"Summary for informed outsiders" - Re: Proposed change to the OWL-2 Direct Semantics entailment regime

Dear all,

I am - in preparation for tomorrow's call - trying to sum up the discussion here... 
and am sure you won't blame me for some maybe naive conclusions (on which commments from either side are certainly very welcome)

It is obvious that there are *two* things being discussed in parallel here and somehow they seem to be mixed:

 1) bnodes from the data in results, i.e. treating bnodes in the data
 as constants

 2) bnodes as non-distinguished variables in the query

Let me attempt to analyse the discussions revolving around those two points separately
(please forgive me and let me know if you feel quoted out of context):

1) This is about whether bnodes in the data should be visible in answers.

Bluntly spoken: 

Data:

 _:a :p :o 

SELECT * {?S :p :o}

Should that return an answer in SPARQL/OWL or no?

 Birte/bijan: yes
 Enrico:      no 

Birte's "a more expressive one should just give you more answers I think."
seems to be a very strong argument for "yes" particularly for the people approaching SPARQL-OWL from the RDF side.

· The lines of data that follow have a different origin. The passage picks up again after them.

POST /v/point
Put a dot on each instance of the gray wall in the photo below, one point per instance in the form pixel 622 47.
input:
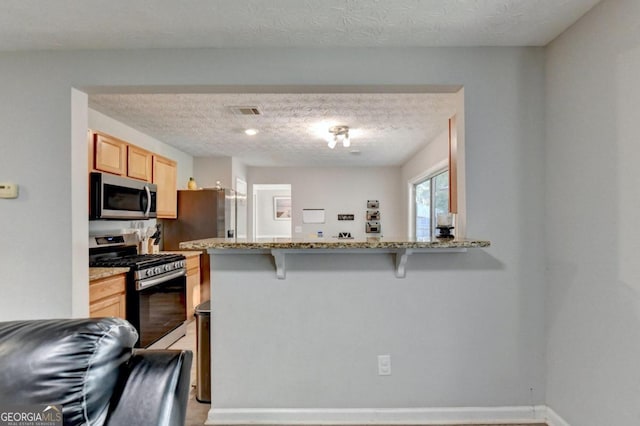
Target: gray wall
pixel 593 207
pixel 339 190
pixel 499 292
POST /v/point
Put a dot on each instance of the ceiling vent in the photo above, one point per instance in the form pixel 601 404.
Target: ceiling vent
pixel 245 110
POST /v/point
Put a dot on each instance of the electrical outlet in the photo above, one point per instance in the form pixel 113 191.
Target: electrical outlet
pixel 384 365
pixel 8 190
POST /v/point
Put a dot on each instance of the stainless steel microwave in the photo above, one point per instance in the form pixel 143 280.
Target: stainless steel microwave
pixel 116 197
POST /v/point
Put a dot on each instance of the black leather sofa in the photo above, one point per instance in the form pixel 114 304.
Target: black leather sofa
pixel 89 367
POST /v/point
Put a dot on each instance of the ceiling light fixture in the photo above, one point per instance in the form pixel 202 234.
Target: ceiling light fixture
pixel 340 134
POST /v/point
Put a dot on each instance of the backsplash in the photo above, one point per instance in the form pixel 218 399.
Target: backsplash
pixel 97 227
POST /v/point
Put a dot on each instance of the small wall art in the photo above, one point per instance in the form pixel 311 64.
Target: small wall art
pixel 282 208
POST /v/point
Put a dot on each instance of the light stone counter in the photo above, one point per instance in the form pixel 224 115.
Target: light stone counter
pixel 185 253
pixel 97 273
pixel 329 243
pixel 280 248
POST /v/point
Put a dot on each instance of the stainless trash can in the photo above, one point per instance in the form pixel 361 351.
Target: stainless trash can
pixel 203 352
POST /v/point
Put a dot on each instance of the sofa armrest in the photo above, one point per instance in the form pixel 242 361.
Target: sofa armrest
pixel 153 389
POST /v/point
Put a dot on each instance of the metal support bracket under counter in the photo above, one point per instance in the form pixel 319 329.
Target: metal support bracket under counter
pixel 280 249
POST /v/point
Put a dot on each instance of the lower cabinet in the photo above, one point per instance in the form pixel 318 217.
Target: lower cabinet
pixel 107 297
pixel 193 284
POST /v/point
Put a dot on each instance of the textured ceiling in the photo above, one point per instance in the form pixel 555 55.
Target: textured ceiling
pixel 117 24
pixel 386 129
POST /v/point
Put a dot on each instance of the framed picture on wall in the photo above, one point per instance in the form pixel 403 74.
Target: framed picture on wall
pixel 282 208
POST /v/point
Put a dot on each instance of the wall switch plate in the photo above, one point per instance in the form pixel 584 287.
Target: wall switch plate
pixel 384 365
pixel 8 190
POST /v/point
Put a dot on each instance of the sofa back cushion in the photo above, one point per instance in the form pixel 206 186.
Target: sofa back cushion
pixel 74 363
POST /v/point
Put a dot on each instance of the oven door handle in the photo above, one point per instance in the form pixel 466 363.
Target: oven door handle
pixel 142 284
pixel 148 209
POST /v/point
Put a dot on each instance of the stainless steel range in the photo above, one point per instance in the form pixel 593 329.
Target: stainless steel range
pixel 156 288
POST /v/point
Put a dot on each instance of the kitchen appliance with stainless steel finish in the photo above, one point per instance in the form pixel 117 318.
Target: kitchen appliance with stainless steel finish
pixel 155 288
pixel 117 197
pixel 205 213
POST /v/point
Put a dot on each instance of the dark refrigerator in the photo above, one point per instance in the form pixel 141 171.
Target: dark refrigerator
pixel 203 213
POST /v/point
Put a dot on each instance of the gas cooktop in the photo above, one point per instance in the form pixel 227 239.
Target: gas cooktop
pixel 136 261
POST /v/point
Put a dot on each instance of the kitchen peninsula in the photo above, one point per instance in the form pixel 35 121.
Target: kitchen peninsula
pixel 279 248
pixel 290 314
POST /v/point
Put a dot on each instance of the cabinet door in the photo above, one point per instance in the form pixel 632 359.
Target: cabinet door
pixel 110 154
pixel 139 163
pixel 107 297
pixel 112 306
pixel 165 176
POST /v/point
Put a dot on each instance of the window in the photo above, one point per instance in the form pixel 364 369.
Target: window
pixel 431 199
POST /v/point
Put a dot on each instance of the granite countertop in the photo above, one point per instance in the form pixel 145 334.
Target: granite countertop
pixel 329 243
pixel 185 253
pixel 97 273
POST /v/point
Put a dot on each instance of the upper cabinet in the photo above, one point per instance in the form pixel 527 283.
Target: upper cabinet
pixel 139 163
pixel 165 176
pixel 110 154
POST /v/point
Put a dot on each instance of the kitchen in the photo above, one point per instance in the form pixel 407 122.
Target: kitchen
pixel 370 177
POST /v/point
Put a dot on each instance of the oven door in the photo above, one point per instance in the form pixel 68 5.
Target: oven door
pixel 158 309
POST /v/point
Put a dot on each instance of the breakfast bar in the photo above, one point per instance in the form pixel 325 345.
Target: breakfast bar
pixel 281 248
pixel 288 314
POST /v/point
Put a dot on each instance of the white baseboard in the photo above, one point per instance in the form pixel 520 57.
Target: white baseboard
pixel 553 419
pixel 408 416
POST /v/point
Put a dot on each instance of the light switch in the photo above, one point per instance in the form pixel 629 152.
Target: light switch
pixel 8 190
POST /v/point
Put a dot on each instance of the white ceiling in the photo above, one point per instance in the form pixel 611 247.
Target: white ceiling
pixel 118 24
pixel 387 128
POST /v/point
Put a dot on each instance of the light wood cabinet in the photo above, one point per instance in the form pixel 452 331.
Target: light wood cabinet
pixel 139 163
pixel 165 176
pixel 107 297
pixel 193 285
pixel 110 154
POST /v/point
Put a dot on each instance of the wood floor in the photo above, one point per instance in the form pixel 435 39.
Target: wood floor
pixel 197 412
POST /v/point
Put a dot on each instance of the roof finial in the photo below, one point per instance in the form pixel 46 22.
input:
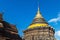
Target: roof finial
pixel 38 12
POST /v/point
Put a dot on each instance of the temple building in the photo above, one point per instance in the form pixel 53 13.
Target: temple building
pixel 39 29
pixel 8 31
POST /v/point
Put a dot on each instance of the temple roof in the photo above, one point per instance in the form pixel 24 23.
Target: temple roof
pixel 38 15
pixel 38 21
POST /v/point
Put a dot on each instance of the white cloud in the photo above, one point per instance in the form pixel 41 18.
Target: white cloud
pixel 55 20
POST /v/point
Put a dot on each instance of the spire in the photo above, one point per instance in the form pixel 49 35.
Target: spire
pixel 38 21
pixel 38 15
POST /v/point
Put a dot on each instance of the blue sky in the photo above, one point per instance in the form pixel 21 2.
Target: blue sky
pixel 22 12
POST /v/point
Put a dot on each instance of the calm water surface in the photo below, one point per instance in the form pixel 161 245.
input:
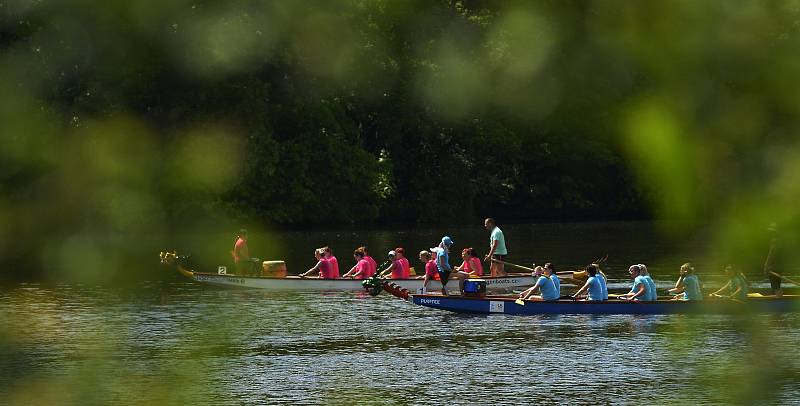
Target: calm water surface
pixel 176 342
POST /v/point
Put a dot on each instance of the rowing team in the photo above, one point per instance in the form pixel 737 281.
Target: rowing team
pixel 644 288
pixel 327 265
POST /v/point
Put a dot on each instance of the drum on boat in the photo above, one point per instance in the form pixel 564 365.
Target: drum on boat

In turn, I haven't seen a real argument against this, or I missed it.
Enrico's 
"*any* OWL-QL or OWL-EL implementation by design incorporates BGPs with OWL Direct Semantics in the manner I'm
proposing. Not having BGPs in the manner I'm proposing would force them not to adopt SPARQL for their systems."
is in fact not an argument against 1) ... given that the data in such system per definition is bnode-free;
*general* bnodes as in RDF in the *data* are not expressible in DLs, nor in RDBMS (which OWL-QL addresses), are they?
If this observation is right, I don't fully understand this last one:
"I would be surprised that anybody would want to hack their systems to actually return bnodes."
since it seems no particular "hack" is necessary... i.e. if you want to deal with RDF data, just treat bnodes 
from that data as special constants when you load them into your DL reasoner, and - so it seems - you're done. 
if you don't like that, don't accept data with bnodes, i.e. don't accept general RDF (any implementation is free to do so).

So, I am not 100% sure, but I don't see a big problem or conflict here, really, and would hope we can at least resolve 1) 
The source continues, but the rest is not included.